4 días antes...
“Son las doce… ¿las doce? Qué digo, es la una,” pensé, muy adormilada. No tenía idea dónde estaba, qué día era, qué había pasado o quién era; extrañamente, estaba muy segura de la hora, como si fuese algo muy importante.
–Nng…–, se quejó una voz en la habitación. Rodé en el colchón hacia mi… izquierda. Sí, izquierda. La luz… ¡ah! Me cubrí los párpados entrecerrados con mi antebrazo, protegiéndome del resplandor que pasaba entre las persianas de madera y lastimaba mis ojos. Para mi suerte, el tenue carmesí del tapiz que envolvía el cuarto apaciguaba un poco la luz que se colaba por la ventana. Me volteé hacia el lado opuesto y choqué contra él. Ahí estaba. Su respiración era honda y lenta. Suspiré sorprendida por un momento y luego sonreí, manteniendo mis ojos cerrados. El calor de su cuerpo comenzaba a envolverme de a pocos, como mil brazos que rodeaban mi piel desnuda y me jalaban poco a poco hacia él. Apegué mi cuerpo al suyo, presionando mi figura hacia la de él, como cóncavo y convexo, uniéndose en una perfección infinita. No extendí mis brazos ni lo rodee con mis piernas… no. Sólo ahí, en su pecho cálido y varonil, me quedé quietecita y silenciosa, como una oveja mansa rumiando en su pasto favorito.

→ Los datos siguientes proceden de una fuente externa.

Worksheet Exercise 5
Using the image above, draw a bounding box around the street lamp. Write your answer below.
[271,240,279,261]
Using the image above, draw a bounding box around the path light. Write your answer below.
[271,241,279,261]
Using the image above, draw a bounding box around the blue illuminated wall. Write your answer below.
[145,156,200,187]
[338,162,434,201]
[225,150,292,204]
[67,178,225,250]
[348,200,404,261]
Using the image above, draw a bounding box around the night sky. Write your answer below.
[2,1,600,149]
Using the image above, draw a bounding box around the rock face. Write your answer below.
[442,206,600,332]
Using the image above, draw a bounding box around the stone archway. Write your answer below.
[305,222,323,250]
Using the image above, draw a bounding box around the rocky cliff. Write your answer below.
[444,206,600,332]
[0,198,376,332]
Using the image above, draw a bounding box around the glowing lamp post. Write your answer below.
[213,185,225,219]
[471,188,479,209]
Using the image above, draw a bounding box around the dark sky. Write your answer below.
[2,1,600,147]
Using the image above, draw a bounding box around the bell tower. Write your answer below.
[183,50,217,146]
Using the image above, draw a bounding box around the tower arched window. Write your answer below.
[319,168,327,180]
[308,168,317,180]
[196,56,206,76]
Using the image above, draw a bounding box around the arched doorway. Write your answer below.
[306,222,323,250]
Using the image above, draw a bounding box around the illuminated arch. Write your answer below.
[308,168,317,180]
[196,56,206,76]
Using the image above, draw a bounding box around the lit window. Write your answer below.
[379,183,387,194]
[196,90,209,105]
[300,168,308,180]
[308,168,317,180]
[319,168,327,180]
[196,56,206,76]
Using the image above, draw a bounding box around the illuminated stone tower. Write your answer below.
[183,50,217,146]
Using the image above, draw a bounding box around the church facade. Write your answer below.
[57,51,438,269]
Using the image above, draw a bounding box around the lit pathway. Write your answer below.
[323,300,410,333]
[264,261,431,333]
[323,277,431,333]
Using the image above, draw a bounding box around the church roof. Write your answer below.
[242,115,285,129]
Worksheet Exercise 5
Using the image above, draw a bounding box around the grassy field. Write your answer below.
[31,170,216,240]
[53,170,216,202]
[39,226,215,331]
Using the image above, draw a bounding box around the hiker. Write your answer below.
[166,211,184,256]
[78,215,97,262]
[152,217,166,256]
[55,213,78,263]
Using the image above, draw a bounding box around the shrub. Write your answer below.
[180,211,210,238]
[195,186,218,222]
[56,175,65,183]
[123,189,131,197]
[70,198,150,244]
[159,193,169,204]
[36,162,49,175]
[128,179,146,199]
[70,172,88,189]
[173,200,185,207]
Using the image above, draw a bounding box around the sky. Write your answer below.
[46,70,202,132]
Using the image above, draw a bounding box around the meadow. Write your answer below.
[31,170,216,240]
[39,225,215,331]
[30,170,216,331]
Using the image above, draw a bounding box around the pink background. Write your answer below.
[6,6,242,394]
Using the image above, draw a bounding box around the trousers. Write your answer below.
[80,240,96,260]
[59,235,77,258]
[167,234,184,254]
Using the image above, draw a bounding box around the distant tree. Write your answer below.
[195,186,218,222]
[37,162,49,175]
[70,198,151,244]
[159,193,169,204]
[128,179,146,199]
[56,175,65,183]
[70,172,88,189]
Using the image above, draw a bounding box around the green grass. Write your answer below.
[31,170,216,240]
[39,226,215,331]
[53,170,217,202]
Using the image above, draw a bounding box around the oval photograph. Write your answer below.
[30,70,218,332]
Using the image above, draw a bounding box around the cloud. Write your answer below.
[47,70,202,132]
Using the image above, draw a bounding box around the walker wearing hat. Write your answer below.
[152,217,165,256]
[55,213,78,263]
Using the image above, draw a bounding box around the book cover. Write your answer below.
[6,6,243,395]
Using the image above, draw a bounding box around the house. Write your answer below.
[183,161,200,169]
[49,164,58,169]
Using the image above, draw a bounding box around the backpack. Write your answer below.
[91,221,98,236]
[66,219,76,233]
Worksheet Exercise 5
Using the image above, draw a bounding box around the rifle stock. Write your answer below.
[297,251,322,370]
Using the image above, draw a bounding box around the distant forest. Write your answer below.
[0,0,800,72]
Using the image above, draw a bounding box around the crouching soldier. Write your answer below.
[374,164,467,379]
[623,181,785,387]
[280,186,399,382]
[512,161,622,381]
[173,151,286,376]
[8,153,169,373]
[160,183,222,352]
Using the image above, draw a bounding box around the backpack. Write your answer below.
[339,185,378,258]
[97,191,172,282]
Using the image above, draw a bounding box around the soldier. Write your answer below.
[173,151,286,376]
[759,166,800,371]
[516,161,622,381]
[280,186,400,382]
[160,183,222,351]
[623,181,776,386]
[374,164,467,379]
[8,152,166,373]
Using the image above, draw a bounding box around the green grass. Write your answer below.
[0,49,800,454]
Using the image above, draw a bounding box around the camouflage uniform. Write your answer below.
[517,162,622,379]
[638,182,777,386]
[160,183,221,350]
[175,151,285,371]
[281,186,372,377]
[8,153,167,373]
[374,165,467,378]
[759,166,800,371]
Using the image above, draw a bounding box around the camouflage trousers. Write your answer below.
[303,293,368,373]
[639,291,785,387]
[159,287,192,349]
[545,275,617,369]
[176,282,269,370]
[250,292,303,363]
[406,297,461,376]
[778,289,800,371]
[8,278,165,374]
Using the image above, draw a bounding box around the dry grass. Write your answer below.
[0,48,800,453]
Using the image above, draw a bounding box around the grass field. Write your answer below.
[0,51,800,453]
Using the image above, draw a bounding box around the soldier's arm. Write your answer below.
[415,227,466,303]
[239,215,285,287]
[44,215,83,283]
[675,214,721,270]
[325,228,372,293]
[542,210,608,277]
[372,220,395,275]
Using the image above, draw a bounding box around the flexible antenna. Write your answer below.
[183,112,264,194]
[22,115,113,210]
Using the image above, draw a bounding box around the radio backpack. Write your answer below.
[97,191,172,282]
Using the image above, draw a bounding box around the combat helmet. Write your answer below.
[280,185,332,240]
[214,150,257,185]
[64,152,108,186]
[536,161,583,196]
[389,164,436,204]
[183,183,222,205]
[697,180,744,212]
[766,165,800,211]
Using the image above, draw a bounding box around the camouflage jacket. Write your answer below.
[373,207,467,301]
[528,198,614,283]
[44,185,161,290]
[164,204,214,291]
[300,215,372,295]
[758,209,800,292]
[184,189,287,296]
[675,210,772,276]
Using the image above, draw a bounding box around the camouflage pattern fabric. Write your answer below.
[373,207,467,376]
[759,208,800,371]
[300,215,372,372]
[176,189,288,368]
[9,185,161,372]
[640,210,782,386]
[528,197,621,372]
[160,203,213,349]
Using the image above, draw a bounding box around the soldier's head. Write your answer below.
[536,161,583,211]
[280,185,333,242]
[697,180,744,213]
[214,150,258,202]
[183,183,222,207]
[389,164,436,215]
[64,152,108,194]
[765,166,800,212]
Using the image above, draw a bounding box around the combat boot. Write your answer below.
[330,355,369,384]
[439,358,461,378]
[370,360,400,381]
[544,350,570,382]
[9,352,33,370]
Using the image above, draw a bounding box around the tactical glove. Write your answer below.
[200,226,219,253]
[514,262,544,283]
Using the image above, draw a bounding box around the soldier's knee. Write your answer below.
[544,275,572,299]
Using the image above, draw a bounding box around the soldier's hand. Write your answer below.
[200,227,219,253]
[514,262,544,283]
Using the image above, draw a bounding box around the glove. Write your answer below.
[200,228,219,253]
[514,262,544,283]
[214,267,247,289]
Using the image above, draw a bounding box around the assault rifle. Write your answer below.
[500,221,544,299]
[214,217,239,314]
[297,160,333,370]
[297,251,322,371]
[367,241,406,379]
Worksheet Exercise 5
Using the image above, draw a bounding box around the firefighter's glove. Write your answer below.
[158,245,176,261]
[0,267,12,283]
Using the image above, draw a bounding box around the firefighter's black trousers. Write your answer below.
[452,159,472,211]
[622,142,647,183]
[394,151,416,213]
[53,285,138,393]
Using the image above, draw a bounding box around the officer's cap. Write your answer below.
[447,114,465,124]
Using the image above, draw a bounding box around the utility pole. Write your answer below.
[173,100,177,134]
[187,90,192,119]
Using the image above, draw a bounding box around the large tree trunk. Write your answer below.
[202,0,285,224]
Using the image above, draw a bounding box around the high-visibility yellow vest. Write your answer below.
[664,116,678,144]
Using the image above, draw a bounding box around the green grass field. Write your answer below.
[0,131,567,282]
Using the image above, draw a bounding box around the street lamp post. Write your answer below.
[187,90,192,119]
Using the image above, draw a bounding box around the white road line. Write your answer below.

Él protestó con un pequeño resoplido perezoso al sentir su sueño interrumpido, mas procedió a rodearme con sus firmes y velludos brazos, presionando mi silueta hacia él inconscientemente. Al fin mis ojitos flojos comenzaron a abrirse. En todo su esplendor masculino, él descansaba con un sueño ligero pero inquebrantable; un sopor profundo, una respiración honda y lenta. Podía sentir su cuerpo, levemente fornido pero no exageradamente. Brazos largos y cómodos. Caderas bien sentadas. Piernas bien formadas.

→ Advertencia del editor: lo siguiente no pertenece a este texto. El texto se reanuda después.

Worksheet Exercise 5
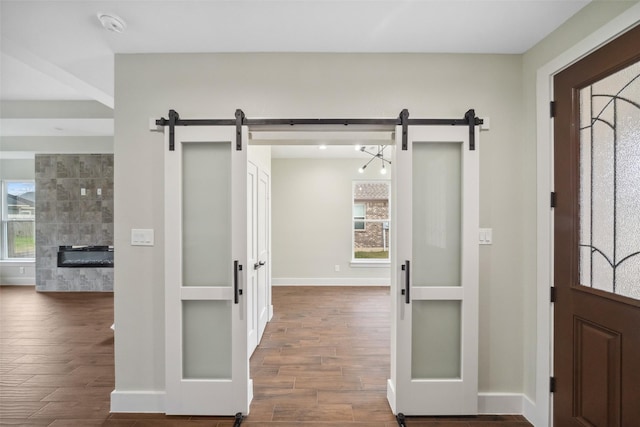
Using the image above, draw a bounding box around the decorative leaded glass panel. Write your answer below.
[579,62,640,299]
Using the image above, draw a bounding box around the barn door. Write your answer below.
[388,126,478,415]
[164,127,252,415]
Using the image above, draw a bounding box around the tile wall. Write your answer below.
[35,154,113,291]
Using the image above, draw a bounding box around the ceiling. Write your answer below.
[0,0,590,154]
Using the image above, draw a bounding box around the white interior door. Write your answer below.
[257,169,272,342]
[164,126,252,415]
[250,162,260,356]
[388,126,479,415]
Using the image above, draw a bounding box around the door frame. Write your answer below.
[536,4,640,426]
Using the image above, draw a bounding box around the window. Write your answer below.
[352,181,390,262]
[353,202,367,230]
[2,181,36,259]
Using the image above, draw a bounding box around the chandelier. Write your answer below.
[356,145,391,175]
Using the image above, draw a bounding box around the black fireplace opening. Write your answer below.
[58,245,113,268]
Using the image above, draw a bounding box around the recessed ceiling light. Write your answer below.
[97,12,127,33]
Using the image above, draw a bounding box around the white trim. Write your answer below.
[387,378,398,415]
[110,390,165,413]
[271,277,389,286]
[522,395,545,426]
[478,393,525,415]
[534,4,640,426]
[0,276,36,286]
[349,259,391,268]
[111,392,532,420]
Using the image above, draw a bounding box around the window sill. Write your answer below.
[349,259,391,268]
[0,258,36,265]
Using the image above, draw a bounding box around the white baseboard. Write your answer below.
[478,393,525,415]
[271,277,389,286]
[111,390,536,425]
[111,390,165,413]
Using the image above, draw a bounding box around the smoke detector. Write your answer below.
[97,12,127,33]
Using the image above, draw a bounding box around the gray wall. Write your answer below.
[271,157,391,285]
[35,154,113,291]
[114,54,524,392]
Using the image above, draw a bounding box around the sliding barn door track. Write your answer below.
[156,109,483,151]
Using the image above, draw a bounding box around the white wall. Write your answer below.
[272,157,391,285]
[114,54,524,402]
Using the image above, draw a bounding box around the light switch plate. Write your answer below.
[131,228,153,246]
[479,228,493,245]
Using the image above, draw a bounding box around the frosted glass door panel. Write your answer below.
[411,300,462,379]
[579,62,640,299]
[412,141,462,286]
[182,300,232,379]
[182,142,232,286]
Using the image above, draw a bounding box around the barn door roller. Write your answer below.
[156,108,483,151]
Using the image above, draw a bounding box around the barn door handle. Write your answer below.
[402,260,411,304]
[233,260,242,304]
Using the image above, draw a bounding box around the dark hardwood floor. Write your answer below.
[0,286,530,427]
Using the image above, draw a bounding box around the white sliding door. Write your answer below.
[388,126,479,415]
[164,126,252,415]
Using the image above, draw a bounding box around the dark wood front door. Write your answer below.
[553,27,640,427]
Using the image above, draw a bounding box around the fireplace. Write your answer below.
[58,245,113,268]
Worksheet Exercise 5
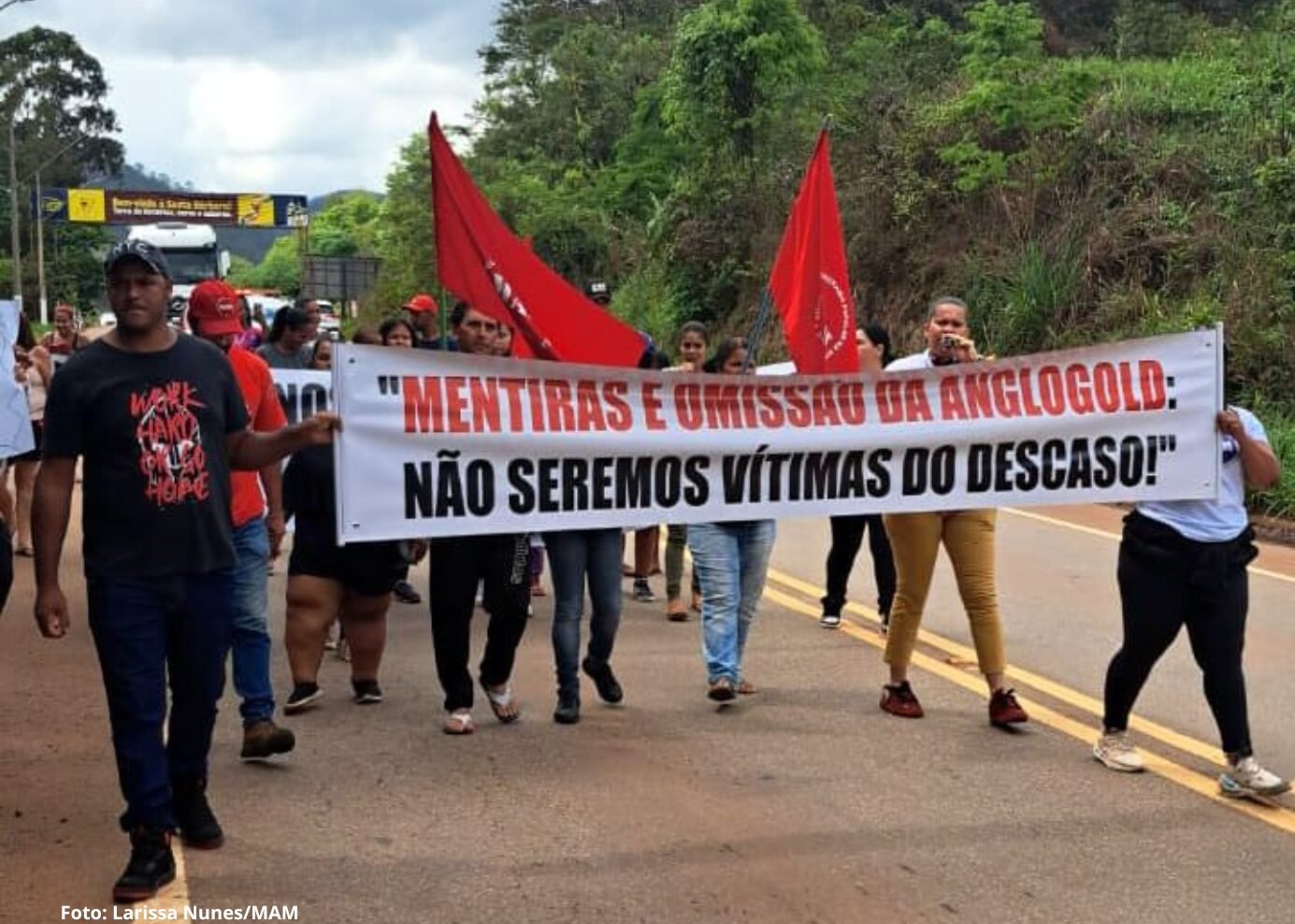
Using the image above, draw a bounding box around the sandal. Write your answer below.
[706,676,737,702]
[440,709,477,735]
[482,683,522,725]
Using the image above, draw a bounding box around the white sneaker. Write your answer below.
[1218,757,1291,799]
[1093,731,1146,773]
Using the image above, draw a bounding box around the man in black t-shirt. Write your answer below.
[33,241,337,902]
[427,302,531,735]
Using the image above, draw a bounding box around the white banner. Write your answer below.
[269,369,333,424]
[333,330,1222,541]
[0,302,36,460]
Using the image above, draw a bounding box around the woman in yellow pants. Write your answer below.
[881,296,1029,726]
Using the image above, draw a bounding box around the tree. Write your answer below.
[374,132,437,309]
[666,0,827,162]
[0,26,122,304]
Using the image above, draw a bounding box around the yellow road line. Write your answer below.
[764,583,1295,834]
[999,507,1295,585]
[770,568,1227,767]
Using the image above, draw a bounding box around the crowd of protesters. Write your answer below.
[0,241,1288,902]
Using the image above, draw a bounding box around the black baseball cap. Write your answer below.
[104,238,171,279]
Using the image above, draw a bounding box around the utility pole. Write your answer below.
[36,165,50,324]
[34,132,90,324]
[9,116,22,311]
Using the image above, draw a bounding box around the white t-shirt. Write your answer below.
[1137,407,1268,541]
[885,350,935,372]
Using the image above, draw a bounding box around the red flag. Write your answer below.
[770,131,858,374]
[427,113,645,367]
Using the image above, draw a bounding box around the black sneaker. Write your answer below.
[580,658,626,705]
[171,777,225,850]
[351,680,382,706]
[553,696,580,726]
[391,581,423,605]
[283,683,324,715]
[238,719,296,760]
[112,826,175,903]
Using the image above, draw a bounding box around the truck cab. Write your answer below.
[127,222,229,326]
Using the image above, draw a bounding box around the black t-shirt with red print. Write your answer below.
[43,335,248,578]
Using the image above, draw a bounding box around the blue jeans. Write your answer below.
[231,517,275,727]
[544,528,620,699]
[687,520,777,683]
[85,570,235,830]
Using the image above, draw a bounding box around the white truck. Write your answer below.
[125,222,229,326]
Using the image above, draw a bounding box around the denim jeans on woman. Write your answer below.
[544,527,620,699]
[687,520,777,685]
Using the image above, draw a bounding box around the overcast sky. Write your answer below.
[0,0,500,195]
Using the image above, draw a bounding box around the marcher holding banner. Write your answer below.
[881,298,1029,726]
[687,337,777,702]
[1093,398,1289,799]
[818,324,895,632]
[378,311,426,607]
[283,447,406,715]
[666,322,709,622]
[428,302,530,735]
[188,279,296,760]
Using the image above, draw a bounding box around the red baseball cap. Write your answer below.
[189,279,242,337]
[404,292,440,315]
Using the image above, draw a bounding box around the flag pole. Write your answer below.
[742,113,833,372]
[742,286,773,373]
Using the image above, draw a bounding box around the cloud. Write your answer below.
[4,0,498,195]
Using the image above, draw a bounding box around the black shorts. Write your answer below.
[9,420,45,461]
[287,524,406,596]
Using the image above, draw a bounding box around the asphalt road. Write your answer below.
[0,508,1295,924]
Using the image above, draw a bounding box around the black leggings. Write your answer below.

Con mi cabeza anidada en su pecho, planté un dulce beso sobre su piel y alcé mis ojos para admirarlo, siguiendo el tatuaje que ascendía a través de su torso, ondulando sobre las molduras sutiles de los músculos bajo su piel, subiendo por su vientre y pecho, y perdiéndose como cascadas libres que se derramaban por sus brazos. Bajo mis manos, su piel se diluía a su color original: un ámbar hermoso, bruñido ligeramente por las caricias del sol. El pulido tono cobrizo de su piel ascendía por su garganta hasta su bien definida quijada; ésta, a su vez, se formaba por una mezcla de curvas sensuales y rectas vigorosas que ascendían hasta perderse en sus cabellos brunos. ¡Oh, sus cabellos…! El azabache de cada hebra lacia fluía con vida propia, cayendo sobre su rostro, ocultando parcialmente parte de su rostro en su caída. El resto del mismo fluía por su cabeza con facilidad, descendiendo por su cuello de manera elegante y enmarcando su rostro con un aire aristocrático. El vello en su rostro era siempre sencillo: un bigote presente pero no marcado, acompañado por una perilla del mismo grosor que se desvanecía paulatinamente a la sombra de barba que recubría su mandíbula en todo momento.
Con todo, lo que más me embelesaba de él eran sus ojos. Siempre creí que tras esas ventanas cerradas se escondía un vacío profundo que acobijaba miles de pensamientos, de memorias, de recuerdos y de sentimientos profundos y apasionados, bañados en nostalgia y melancolía. Amaba perderme en sus ojos a ratos y que él se perdiese en los míos.